Avellino

 

di Marco Festa

La priorità è definire gli equilibri societari. L'eventualità di un rimpasto nell'assetto dirigenziale pare sempre più verosimile e potrebbe portare – il condizionale resta d'obbligo - più che alla ridefinizione delle percentuali di quote societarie possedute da Walter Taccone e Michele Gubitosa addirittura ad una rivoluzione nell'organigramma del club irpino: si susseguono i rumors relativi ad un possibile addio del proprietario di HS e all'ingresso di uno o più soci al fianco dell'amministratore unico. 

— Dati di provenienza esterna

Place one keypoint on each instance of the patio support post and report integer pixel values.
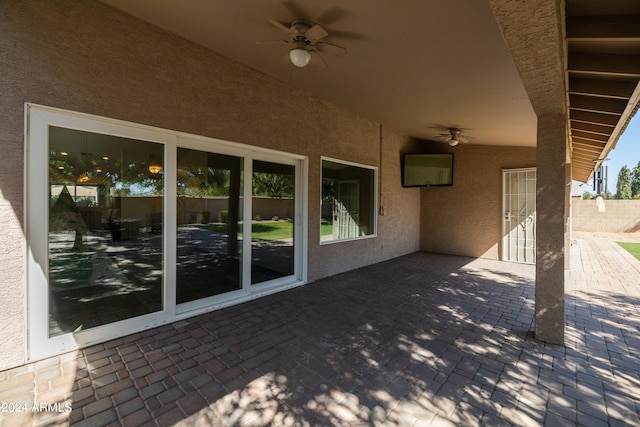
(551, 219)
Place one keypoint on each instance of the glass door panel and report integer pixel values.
(273, 210)
(209, 224)
(519, 222)
(105, 235)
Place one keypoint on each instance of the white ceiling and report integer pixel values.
(417, 66)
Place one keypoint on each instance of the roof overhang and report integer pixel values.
(603, 78)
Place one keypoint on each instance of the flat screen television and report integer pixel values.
(427, 170)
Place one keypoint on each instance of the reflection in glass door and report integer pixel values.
(519, 222)
(209, 221)
(272, 227)
(105, 246)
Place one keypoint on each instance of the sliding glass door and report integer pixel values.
(105, 245)
(209, 224)
(272, 230)
(130, 227)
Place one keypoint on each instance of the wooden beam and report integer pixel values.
(601, 87)
(587, 146)
(604, 64)
(597, 105)
(586, 154)
(606, 27)
(596, 137)
(595, 118)
(592, 128)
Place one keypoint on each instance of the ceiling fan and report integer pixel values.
(453, 136)
(305, 37)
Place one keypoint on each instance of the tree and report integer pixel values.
(623, 188)
(635, 182)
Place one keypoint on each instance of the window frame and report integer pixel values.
(374, 208)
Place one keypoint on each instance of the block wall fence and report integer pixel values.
(619, 216)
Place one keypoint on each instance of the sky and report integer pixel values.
(626, 153)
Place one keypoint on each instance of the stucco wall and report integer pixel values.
(466, 218)
(619, 216)
(87, 57)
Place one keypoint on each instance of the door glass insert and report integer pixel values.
(209, 224)
(519, 223)
(105, 245)
(272, 225)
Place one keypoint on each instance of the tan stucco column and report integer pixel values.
(550, 238)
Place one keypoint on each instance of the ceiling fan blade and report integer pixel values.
(280, 26)
(285, 59)
(317, 61)
(331, 48)
(316, 33)
(274, 41)
(332, 15)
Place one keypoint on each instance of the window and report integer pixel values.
(348, 201)
(130, 226)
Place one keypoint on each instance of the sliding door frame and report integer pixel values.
(38, 119)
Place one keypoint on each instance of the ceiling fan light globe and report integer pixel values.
(299, 57)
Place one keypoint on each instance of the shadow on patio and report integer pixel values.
(416, 340)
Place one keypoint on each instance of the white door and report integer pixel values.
(519, 215)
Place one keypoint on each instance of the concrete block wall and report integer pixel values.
(619, 216)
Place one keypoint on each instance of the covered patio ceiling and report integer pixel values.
(428, 66)
(603, 77)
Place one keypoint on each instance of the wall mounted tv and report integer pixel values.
(427, 170)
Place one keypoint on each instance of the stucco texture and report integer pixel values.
(84, 56)
(466, 218)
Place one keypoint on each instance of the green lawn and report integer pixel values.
(267, 230)
(632, 248)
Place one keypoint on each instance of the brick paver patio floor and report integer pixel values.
(419, 340)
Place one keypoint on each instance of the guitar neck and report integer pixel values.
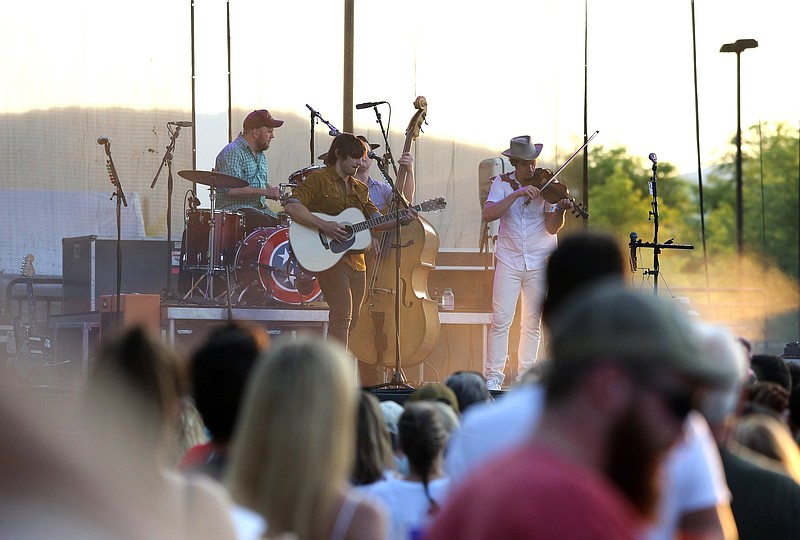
(374, 222)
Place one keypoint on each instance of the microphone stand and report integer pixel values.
(398, 201)
(120, 195)
(634, 244)
(167, 159)
(388, 155)
(333, 131)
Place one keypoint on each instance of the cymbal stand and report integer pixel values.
(167, 159)
(398, 202)
(211, 253)
(120, 195)
(637, 243)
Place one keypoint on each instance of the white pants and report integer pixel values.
(507, 286)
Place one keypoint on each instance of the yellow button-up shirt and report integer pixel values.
(326, 192)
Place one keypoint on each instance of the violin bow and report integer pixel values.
(584, 145)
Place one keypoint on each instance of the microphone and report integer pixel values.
(368, 104)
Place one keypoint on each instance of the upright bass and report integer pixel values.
(374, 338)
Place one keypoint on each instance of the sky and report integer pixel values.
(497, 70)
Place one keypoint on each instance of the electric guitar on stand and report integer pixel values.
(33, 350)
(316, 252)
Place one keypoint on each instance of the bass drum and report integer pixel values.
(228, 232)
(265, 269)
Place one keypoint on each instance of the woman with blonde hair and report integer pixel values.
(294, 445)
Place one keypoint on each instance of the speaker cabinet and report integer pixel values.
(135, 309)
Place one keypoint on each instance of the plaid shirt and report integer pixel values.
(237, 159)
(325, 191)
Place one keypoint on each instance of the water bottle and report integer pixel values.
(448, 300)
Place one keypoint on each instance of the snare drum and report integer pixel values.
(228, 232)
(266, 268)
(298, 177)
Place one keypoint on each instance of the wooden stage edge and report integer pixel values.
(310, 315)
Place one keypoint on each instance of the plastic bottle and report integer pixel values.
(448, 300)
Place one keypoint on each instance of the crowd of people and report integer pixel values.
(637, 422)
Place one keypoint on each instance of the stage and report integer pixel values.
(184, 326)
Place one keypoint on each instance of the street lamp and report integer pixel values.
(737, 47)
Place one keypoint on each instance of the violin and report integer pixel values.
(553, 191)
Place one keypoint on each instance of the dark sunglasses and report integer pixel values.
(680, 399)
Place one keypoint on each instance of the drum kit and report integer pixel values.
(255, 261)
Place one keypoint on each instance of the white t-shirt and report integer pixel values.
(406, 503)
(692, 473)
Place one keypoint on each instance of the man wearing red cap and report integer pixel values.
(244, 158)
(328, 192)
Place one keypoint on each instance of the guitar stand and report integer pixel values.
(208, 293)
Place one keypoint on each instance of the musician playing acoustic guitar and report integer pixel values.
(526, 237)
(330, 191)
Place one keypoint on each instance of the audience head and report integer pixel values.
(374, 454)
(219, 372)
(630, 360)
(580, 258)
(469, 388)
(294, 443)
(771, 438)
(766, 397)
(435, 392)
(133, 395)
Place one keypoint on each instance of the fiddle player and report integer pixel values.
(330, 191)
(380, 191)
(526, 237)
(244, 158)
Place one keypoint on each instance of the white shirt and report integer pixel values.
(692, 472)
(523, 242)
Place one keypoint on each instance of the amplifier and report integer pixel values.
(89, 268)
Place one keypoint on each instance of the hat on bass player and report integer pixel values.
(521, 148)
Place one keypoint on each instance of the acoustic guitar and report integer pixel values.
(316, 251)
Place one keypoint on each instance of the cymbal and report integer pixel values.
(211, 178)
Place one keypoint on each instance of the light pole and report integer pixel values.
(737, 47)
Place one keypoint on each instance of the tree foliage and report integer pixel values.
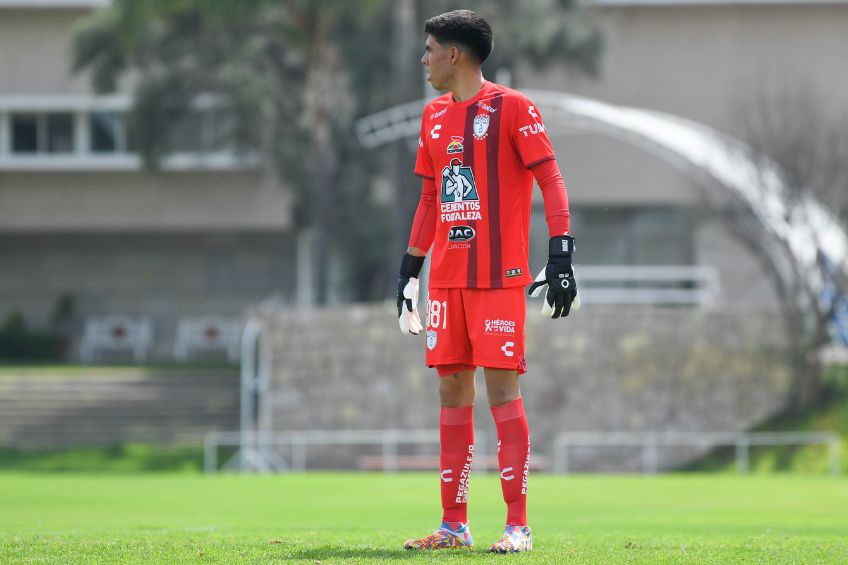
(292, 75)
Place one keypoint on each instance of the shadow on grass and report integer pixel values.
(335, 552)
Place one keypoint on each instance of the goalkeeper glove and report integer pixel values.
(558, 276)
(408, 318)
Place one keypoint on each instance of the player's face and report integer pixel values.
(437, 59)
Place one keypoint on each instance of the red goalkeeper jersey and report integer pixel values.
(479, 152)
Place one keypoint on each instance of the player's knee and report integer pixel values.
(456, 390)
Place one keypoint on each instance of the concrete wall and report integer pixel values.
(36, 54)
(603, 369)
(105, 407)
(141, 202)
(162, 275)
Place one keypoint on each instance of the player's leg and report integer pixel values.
(449, 352)
(496, 320)
(513, 456)
(456, 439)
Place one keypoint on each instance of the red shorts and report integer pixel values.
(475, 327)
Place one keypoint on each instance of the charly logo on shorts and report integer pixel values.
(431, 340)
(500, 327)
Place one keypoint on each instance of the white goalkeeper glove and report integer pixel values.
(408, 318)
(557, 278)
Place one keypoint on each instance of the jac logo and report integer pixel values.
(461, 233)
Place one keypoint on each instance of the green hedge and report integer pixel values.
(30, 346)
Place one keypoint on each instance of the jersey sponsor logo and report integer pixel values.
(500, 327)
(488, 108)
(461, 233)
(532, 129)
(438, 114)
(455, 146)
(481, 126)
(458, 183)
(432, 337)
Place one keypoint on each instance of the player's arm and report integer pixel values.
(420, 240)
(561, 294)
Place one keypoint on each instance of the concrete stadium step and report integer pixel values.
(50, 411)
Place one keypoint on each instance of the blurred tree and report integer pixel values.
(795, 129)
(291, 75)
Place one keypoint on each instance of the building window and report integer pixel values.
(43, 133)
(60, 133)
(105, 131)
(612, 235)
(24, 133)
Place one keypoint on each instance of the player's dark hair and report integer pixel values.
(465, 28)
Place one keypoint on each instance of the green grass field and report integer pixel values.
(364, 518)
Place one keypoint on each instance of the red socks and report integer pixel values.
(456, 430)
(457, 442)
(513, 458)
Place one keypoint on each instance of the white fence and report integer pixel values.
(648, 284)
(652, 442)
(257, 451)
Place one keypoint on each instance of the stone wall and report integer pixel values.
(603, 369)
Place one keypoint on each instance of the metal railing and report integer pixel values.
(258, 447)
(652, 442)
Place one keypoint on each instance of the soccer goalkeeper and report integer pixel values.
(486, 143)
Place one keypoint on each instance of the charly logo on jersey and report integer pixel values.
(481, 126)
(458, 183)
(461, 233)
(455, 146)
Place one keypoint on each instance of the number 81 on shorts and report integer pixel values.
(437, 314)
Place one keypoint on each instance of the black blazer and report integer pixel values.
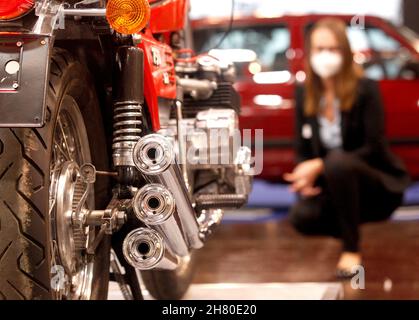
(363, 134)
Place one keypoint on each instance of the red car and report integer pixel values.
(269, 53)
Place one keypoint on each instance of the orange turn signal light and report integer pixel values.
(128, 16)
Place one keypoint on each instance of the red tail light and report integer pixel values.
(12, 9)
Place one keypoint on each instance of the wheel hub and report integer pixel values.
(72, 235)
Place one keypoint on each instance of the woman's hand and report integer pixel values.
(304, 177)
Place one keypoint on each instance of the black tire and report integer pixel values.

Ma occhio pure al futuro della guida tecnica: l'Avellino vuole confermare Walter Alfredo Novellino, che con 9 vittorie e 9 pareggi a fronte di 8 sconfitte, ha trascinato i lupi alla salvezza, ma tra il dire e il fare ci sono diversi nodi da sciogliere. Il primo è quello di valutare se ci sia la possibilità di fornire al mister quelle garanzie tecniche che sono la condizione imprescindibile affinché prosegua la sua avventura all'ombra del Partenio, che verrebbe suggellata con un contratto di durata biennale. 

Non è però secondaria la necessità di battere la corte di altri squadre di Serie B, dopo qualche sondaggio da parte di società di Serie A, che vorrebbero puntare su Novellino per campionati ambiziosi a cui pure aspira lo stesso allenatore. Il Novara, che saluterà Boscaglia, è tornato alla carica in seguito ad un pourparler a stagione in corso. Si vedrà. Mercoledì è il giorno chiave, come preannunciato dal direttore sportivo Enzo De Vito, ma intanto domani sarà un’altra data da ricordare per “Monzon”. Alle 19,30, nella sua Montemarano, a palazzo Castello, l'amministrazione comunale nella persona del sindaco Beniamino Palmieri gli conferirà un attestato di benemerenza.